Avoiding call stack error

Question

I know what call stack size exceeded means but I need a way around it.

I get it when I call this recursive function

function fill(x_y) {
    var locColor = getPx(x_y[0], x_y[1]);
    if (locColor != pref.color) {
        setPx(x_y[0], x_y[1], pref.color);
        if (getPx(x_y[0] - 1, x_y[1]) == locColor) {
            fill([x_y[0] - 1, x_y[1]]);
        }
        if (getPx(x_y[0], x_y[1] - 1) == locColor) {
            fill([x_y[0], x_y[1] - 1]);
        }
        if (getPx(x_y[0] + 1, x_y[1]) == locColor) {
            fill([x_y[0] + 1, x_y[1]]);
        }
        if (getPx(x_y[0], x_y[1] + 1) == locColor) {
            fill([x_y[0], x_y[1] + 1]);
        }
    }
}

It's for a canvas application.

x_y is simply x and y coordinates where fill was called.

setPx prints a rectangle on the canvas given coordinates.

getPx gets the color of a rectangle of the canvas given it's coordinates

pref.color is the color that the user has selected for setPx

Can this function be done without recursion?

Answer 1

This fills in order:

• left,
• top,
• right,
• bottom

(unless I got the coordinates system wrong).

You can do a solution without recursion by using a list of x_y to process; and instead of using the stack for recursion, you use the list for storing the parameters for your next calls.

function fill(x_y) {
    var todo = [x_y];
    var iniColor = getPx(x_y[0], x_y[1]);
    while (todo.length) {
        var curr = todo[0];
        var locColor = getPx(curr[0], curr[1]);
        todo = todo.slice(1);
        if (locColor != iniColor) { continue; }
        if (locColor == pref.color) { continue; }
        setPx(curr[0], curr[1], pref.color);

        todo.push([curr[0]-1,curr[1]  ]);
        todo.push([curr[0],  curr[1]-1]);
        todo.push([curr[0]+1,curr[1]  ]);
        todo.push([curr[0],  curr[1]+1]);
    }
}

UPDATE: 2015-03-01

From the comments, this is not as good as the algorithm in the question because of the number of iterations.
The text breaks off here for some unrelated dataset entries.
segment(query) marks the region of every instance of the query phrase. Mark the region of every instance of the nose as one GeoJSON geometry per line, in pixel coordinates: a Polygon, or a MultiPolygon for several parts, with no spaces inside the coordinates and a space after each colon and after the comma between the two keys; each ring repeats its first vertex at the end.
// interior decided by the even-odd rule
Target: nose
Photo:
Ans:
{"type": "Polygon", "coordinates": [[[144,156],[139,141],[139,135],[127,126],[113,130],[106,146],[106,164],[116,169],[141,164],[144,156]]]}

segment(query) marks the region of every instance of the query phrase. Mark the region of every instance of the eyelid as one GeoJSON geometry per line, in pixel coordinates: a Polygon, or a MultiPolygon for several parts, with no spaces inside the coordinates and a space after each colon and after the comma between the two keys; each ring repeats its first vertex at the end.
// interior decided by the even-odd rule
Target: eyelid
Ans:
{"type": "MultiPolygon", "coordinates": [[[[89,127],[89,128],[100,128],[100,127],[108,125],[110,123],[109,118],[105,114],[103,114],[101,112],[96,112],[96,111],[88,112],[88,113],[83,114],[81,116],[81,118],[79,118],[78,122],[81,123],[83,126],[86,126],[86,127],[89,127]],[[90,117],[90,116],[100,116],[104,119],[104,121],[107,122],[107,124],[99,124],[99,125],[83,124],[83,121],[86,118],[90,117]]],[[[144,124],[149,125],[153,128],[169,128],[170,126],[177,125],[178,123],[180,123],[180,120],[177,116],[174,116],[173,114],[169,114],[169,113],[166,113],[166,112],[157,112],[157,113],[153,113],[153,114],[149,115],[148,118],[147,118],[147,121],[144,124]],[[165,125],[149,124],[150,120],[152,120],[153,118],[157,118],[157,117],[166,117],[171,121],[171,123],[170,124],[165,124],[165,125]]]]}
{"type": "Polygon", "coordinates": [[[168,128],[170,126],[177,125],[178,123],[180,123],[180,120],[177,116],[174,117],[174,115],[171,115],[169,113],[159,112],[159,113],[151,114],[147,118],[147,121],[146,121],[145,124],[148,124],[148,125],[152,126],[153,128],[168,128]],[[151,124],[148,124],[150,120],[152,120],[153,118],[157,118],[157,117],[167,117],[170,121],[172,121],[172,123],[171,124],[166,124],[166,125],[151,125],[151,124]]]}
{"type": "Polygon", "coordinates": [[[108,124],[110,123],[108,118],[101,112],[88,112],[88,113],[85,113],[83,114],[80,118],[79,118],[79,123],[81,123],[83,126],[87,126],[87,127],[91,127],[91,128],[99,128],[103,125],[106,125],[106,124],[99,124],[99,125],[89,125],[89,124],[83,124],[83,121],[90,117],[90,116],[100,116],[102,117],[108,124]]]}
In this block, I didn't check the condition early, which means they are added to the todo list even though they may not be good candidates. And when the point is processed later, the condition is checked.

        todo.push([curr[0]-1,curr[1]  ]);
        todo.push([curr[0],  curr[1]-1]);
        todo.push([curr[0]+1,curr[1]  ]);
        todo.push([curr[0],  curr[1]+1]);

Solution: check early as in the question; before calling push.